Water facilities can be entertainment but it can also become a breeding ground for waterborne diseases.
Jim Saccoman, general manger of the Radisson, said he worries everyday about it.
"Worrying is just part of the job," he said.
Saccoman became even more worried after hearing what happened in Duluth this week. The popular Edgewater Resort and Waterpark closed after an outbreak of cryptosporidium, crypto for short.
There are at least three confirmed cases and six suspected cases spanning from Minnesota to Wisconsin, according to Trisha Robinson, an epidemiologist with the Minnesota Department of Health (MDH).
The parasite is spread through feces. A person who has the disease often experiences diarrhea. The outbreak is still being investigated by the Department of Health but Edgewater was clear to re-open for business Tuesday.

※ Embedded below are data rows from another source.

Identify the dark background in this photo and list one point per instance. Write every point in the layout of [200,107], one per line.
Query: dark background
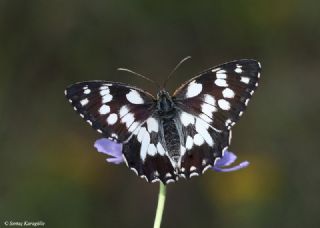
[49,169]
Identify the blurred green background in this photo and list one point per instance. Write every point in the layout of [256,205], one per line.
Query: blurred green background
[49,169]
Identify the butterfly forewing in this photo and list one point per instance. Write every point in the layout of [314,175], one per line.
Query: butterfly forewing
[170,137]
[220,95]
[210,105]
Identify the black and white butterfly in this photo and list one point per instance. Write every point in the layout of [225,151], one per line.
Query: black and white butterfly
[168,137]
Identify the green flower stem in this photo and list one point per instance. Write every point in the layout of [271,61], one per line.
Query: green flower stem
[160,207]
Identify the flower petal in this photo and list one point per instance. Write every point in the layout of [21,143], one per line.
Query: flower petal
[110,148]
[227,159]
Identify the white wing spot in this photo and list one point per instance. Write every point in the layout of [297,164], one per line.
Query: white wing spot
[152,125]
[198,140]
[123,110]
[87,91]
[182,150]
[104,109]
[221,82]
[238,69]
[221,74]
[104,91]
[194,89]
[134,170]
[104,87]
[112,119]
[228,93]
[209,99]
[208,109]
[144,146]
[134,97]
[133,126]
[223,104]
[128,119]
[106,98]
[141,133]
[114,135]
[160,148]
[205,118]
[201,128]
[216,69]
[84,101]
[245,80]
[189,142]
[246,102]
[186,119]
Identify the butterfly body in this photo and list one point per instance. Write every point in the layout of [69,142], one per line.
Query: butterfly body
[170,137]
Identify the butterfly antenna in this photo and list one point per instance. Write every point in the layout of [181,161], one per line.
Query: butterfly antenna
[174,70]
[139,75]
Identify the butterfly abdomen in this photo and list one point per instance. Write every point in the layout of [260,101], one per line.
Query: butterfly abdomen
[172,138]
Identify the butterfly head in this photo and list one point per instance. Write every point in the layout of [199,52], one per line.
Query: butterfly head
[165,104]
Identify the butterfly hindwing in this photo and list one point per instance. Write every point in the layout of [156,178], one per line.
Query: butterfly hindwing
[113,109]
[210,105]
[146,153]
[170,137]
[202,145]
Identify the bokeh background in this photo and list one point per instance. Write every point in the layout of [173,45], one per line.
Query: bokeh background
[49,170]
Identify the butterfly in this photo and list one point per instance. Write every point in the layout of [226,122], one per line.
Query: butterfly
[168,137]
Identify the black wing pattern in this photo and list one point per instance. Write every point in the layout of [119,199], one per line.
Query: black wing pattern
[125,114]
[210,104]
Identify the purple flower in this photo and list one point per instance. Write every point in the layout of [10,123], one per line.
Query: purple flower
[227,159]
[110,148]
[114,150]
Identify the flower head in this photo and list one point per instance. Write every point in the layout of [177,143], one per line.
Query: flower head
[110,148]
[114,150]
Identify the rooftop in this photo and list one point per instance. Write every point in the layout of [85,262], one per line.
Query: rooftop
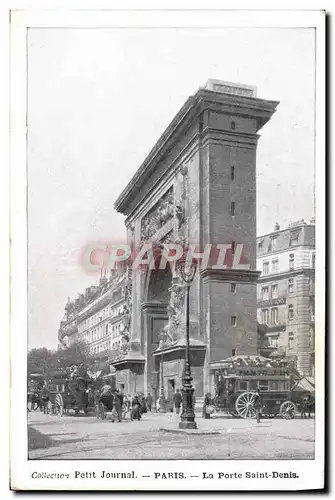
[214,93]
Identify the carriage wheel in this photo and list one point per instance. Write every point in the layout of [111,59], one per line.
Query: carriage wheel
[34,406]
[59,405]
[49,408]
[288,410]
[100,411]
[245,405]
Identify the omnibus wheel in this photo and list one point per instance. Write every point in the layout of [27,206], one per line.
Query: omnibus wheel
[245,405]
[288,410]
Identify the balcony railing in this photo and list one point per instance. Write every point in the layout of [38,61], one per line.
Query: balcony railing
[278,301]
[280,327]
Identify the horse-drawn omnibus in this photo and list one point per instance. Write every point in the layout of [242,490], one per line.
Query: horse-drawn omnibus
[237,378]
[35,384]
[70,393]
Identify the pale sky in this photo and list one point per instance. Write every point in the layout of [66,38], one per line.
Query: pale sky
[98,100]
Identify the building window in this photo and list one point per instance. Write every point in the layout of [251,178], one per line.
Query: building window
[290,312]
[274,316]
[290,285]
[265,268]
[274,265]
[265,293]
[265,316]
[233,247]
[294,238]
[274,291]
[263,385]
[290,340]
[273,341]
[291,262]
[273,243]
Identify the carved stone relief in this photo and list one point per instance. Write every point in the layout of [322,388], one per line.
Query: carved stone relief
[173,331]
[158,216]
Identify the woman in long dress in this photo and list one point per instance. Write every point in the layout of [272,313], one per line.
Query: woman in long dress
[206,405]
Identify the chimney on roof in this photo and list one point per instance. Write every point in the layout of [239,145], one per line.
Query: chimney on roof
[103,281]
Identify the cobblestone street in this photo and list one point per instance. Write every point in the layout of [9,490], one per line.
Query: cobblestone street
[85,437]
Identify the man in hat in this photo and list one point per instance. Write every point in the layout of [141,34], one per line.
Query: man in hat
[106,394]
[258,405]
[117,406]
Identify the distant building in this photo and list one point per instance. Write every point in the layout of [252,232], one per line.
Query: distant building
[96,317]
[285,293]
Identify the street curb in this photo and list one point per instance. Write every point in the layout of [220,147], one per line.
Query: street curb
[198,432]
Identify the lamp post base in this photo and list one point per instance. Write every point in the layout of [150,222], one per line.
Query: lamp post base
[162,406]
[187,418]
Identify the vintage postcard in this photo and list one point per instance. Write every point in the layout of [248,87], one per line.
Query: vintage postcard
[168,236]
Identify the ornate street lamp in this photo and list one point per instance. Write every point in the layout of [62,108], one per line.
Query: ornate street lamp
[162,408]
[187,272]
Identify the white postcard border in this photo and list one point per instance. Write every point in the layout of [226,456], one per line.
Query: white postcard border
[310,471]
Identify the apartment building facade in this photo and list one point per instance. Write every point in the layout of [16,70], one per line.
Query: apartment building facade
[285,293]
[96,317]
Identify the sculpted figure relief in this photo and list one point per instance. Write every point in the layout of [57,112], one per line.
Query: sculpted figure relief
[159,215]
[171,333]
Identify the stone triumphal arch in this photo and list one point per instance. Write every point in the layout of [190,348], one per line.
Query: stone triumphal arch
[196,187]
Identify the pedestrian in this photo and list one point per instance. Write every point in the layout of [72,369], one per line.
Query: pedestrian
[305,407]
[135,409]
[106,395]
[117,406]
[207,408]
[149,401]
[45,396]
[176,401]
[143,403]
[258,405]
[230,398]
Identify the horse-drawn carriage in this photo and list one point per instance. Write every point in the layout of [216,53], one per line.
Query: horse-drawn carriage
[35,384]
[70,393]
[237,378]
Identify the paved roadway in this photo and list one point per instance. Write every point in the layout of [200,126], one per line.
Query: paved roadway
[85,437]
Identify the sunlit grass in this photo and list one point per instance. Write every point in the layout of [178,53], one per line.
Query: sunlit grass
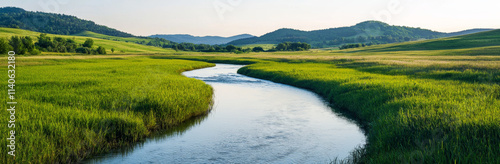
[409,118]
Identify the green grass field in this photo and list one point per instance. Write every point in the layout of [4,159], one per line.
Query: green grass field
[265,46]
[432,101]
[418,103]
[71,109]
[120,46]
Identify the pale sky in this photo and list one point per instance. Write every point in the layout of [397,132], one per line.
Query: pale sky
[257,17]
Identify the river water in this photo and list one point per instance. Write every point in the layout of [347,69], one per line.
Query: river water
[253,121]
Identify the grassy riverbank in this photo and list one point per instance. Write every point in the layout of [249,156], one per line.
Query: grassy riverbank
[409,119]
[70,109]
[419,103]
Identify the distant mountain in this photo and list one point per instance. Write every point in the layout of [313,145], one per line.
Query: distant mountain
[14,17]
[370,32]
[211,40]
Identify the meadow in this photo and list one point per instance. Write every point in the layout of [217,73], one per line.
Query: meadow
[432,101]
[418,103]
[71,109]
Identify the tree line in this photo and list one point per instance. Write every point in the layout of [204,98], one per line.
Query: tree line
[285,46]
[26,45]
[13,17]
[357,45]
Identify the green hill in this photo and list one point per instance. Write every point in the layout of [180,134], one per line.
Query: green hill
[13,17]
[119,44]
[483,43]
[370,32]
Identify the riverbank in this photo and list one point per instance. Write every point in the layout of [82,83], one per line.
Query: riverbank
[71,109]
[408,118]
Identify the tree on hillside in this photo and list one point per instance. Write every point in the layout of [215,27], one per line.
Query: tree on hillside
[4,46]
[101,50]
[88,43]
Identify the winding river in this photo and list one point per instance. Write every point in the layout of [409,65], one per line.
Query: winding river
[253,121]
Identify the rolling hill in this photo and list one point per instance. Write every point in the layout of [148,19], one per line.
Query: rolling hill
[373,32]
[13,17]
[120,44]
[211,40]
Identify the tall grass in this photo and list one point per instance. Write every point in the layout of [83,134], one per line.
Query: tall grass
[70,109]
[409,119]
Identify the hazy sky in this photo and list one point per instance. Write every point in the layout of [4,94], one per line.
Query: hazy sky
[257,17]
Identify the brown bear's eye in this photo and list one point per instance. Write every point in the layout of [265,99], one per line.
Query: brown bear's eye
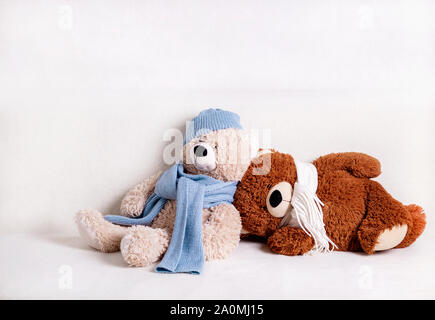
[278,199]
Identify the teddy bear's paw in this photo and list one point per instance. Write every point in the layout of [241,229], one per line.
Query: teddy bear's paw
[142,246]
[221,232]
[390,238]
[97,232]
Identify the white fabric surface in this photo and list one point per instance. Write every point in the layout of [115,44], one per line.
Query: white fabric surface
[89,88]
[36,266]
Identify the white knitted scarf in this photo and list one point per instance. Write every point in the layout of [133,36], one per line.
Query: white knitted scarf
[306,212]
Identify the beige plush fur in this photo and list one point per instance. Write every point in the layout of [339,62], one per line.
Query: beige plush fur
[142,245]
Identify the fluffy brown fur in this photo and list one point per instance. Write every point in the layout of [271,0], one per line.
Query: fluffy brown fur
[357,210]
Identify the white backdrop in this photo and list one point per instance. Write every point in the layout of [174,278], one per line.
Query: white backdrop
[87,89]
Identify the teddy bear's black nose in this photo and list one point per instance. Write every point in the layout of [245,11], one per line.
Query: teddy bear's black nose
[275,198]
[200,151]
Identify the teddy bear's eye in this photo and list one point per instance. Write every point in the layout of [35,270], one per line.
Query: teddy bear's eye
[203,157]
[278,199]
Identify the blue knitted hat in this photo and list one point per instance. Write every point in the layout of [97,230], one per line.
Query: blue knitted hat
[211,120]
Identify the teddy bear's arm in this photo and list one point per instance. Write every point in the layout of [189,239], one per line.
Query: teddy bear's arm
[358,164]
[220,231]
[290,241]
[134,201]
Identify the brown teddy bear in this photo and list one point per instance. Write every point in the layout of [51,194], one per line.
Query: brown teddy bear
[329,204]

Saccoman said his water park gets cleaned daily and inspected by the health department annually. On top of inspections they also have a unique UV system to help control bacteria as well as trained pool staff and engineering department.
Even with all the technology Robinson said people are the ones who can really prevent the parasite from spreading.
"Always take a shower before you get in the water. If you have children especially reminding them to take frequent bathroom breaks that's really important. Also, if you're changing diapers (make sure) you're changing those diapers at the designated diaper location.
Symptoms of crypto can take anywhere from two days to two weeks to appear.
Robinson said if you think you have symptoms of crypto contact your doctor and stay hydrated. Most healthy people can recover from Crypto but it can be fatal for those with weak immune systems.